Sarah Appleton and Philip Escott are seasoned filmmakers from features for DVD/Blu-ray releases to the longer form with The Found Footage Phenomenon.

The starting point here is Noughties horror though they are more than happy to dip into the 90s to set up a discussion or develop a point.

And there’s a lot to talk about with the millennium bug, J-Horror, the rise of the internet, torture porn, the French extreme and a few others.

With no chapter headings or real golden thread Generation Horror at times looks like a stream of consciousness punctuated with talking heads from all area’s directors, writers, journalists, academics so on and so forth.

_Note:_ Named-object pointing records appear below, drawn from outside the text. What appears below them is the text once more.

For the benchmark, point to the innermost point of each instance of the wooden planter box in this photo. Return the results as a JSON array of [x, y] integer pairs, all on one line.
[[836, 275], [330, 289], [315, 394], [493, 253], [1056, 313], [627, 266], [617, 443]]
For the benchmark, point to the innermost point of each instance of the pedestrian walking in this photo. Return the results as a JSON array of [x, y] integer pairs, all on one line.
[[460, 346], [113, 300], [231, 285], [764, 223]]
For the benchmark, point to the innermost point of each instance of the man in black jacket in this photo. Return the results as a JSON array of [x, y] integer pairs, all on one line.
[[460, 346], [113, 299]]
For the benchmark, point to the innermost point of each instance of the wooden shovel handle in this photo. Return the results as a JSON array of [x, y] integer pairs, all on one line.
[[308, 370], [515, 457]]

As such there’s a deluge of information delivered that at times it becomes disorientating lacking any real sense of direction. There is clearly purpose though that gets muddled with the multitude of contributions.

The filmmakers do take a breather to focus on House of 1000 corpses for a touch longer. Then it’s back to the talking-head pinball.

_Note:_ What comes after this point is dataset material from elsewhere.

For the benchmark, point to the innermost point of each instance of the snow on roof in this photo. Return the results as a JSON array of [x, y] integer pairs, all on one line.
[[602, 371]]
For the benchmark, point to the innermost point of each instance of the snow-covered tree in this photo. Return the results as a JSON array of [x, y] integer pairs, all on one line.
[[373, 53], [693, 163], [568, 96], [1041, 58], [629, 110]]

The evolving social context of horror is well covered with the 9/11 attacks triggering a wave of paranoia while the internet could be used to further explore the extremes with relatively little bother from censors and the like.

Looking at the films discussed that turned into long running franchises e.g. Saw and Wrong Turn these are quite nasty disturbing pieces of work (Wrong Turn could be accused of demonising rural areas and folk) looking to push the mainstream. Final Destination is more a teen popcorn muncher series with inventive kills eschewing the lingering cruelty of Saw. With the European contingent of French extreme. Lars Von Trier and A Serbian Film the conclusion was that horror wasn’t worrying too much about playing safe at that time.

But the box office must be addressed, and the aforementioned US films made money on screen and via home entertainment. There were also a lot of remakes with varying degrees of success and integrity.

Generation Horror is an exhaustive examination of a very specific period of horror that could itself be debated as to its importance: this is a very subjective area and long may that remain so.

Generation Terror had its world premiere at London Pigeon Shrine FrightFest, 26 August 2024.